Cientistas descobrem Tylosaurus rex, predador marinho de 13 metros com mordida esmagadora

Ilustração editorial sobre Cientistas descobrem Tylosaurus rex, predador marinho de 13 metros com mordida esmagadora. (Ilustração: Cafezinho / Flux Pro)

Cientistas descreveram uma nova espécie de mosassauro que viveu durante a era dos dinossauros e dominava os oceanos primitivos com uma mordida capaz de esmagar crânios. A nova espécie, batizada de Tylosaurus rex, media até 13 metros de comprimento e representou um dos predadores marinhos mais ferozes do período Cretáceo.

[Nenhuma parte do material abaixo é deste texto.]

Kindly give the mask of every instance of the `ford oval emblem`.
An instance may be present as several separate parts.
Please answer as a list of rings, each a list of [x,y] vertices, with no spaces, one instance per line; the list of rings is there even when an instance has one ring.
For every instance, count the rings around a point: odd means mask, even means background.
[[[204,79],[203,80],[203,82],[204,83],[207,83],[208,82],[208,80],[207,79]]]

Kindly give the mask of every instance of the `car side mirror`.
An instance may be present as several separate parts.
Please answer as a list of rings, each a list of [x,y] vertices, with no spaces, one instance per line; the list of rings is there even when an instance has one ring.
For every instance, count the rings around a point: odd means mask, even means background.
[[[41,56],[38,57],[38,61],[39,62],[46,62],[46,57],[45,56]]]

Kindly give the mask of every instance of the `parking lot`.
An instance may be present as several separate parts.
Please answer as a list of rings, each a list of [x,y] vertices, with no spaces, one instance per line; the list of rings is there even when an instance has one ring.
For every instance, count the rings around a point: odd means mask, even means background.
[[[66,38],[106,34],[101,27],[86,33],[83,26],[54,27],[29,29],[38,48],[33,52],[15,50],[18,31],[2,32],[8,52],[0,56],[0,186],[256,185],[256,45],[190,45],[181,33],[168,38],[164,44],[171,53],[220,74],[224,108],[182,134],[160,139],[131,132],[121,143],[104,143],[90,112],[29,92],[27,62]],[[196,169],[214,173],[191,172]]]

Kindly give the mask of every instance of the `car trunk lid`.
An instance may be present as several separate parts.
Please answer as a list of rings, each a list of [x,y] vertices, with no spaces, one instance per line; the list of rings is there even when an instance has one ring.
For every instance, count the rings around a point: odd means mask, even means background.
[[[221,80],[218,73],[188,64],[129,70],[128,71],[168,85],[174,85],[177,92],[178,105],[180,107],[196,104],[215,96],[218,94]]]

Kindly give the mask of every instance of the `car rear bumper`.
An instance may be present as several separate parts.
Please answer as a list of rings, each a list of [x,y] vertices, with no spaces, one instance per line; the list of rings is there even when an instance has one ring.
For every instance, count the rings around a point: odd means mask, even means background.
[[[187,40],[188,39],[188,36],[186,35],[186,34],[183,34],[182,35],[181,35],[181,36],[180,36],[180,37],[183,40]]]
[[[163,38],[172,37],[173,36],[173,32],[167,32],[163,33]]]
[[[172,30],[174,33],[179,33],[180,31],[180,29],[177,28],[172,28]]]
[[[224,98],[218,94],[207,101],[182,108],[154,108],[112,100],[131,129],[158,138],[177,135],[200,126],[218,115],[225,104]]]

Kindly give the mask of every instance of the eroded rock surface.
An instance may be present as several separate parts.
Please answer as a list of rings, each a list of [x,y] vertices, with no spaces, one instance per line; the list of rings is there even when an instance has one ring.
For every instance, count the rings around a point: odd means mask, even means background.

Os fósseis do Tylosaurus rex, com cerca de 80 milhões de anos, foram descobertos principalmente no norte do Texas e representam uma reclassificação significativa na compreensão dos mosassauros. A pesquisadora associada de paleontologia do American Museum of Natural History em Nova York, Amelia Zietlow, destacou que tudo é maior no Texas, incluindo os mosassauros.

Comparado com a espécie Tylosaurus proriger, o novo Tylosaurus rex era 4 metros mais longo, possuía dentes finamente serrados — ausentes na outra espécie — e viveu milhões de anos depois. Os fósseis do Tylosaurus rex foram encontrados principalmente em Texas, enquanto os de Tylosaurus proriger são originários do Kansas e têm cerca de 84 milhões de anos.

A anatomia do novo Tylosaurus rex sugere que era um predador marinho formidável, com mandíbulas e músculos do pescoço excepcionalmente poderosos. Alguns fósseis mostram sinais de ferimentos brutais, incluindo um espécime apelidado de ‘Cavaleiro Negro’, que está sem a ponta do focinho e com a mandíbula inferior fraturada.

Os pesquisadores suspeitam que os danos foram causados por outros indivíduos da mesma espécie. O estudo, publicado recentemente na revista Bulletin of the American Museum of Natural History, também propôs uma nova árvore evolutiva entre os tylosauros e argumentou que a evolução dos mosassauros precisa de uma reavaliação mais ampla.

Esta descoberta não se trata apenas de nomear uma nova espécie, destacou Zietlow. Ela ressalta a necessidade de revisar suposições de longa data sobre a evolução dos mosassauros e de modernizar as ferramentas usadas para estudar esses répteis marinhos icônicos.

Leia mais sobre o assunto na livescience.com.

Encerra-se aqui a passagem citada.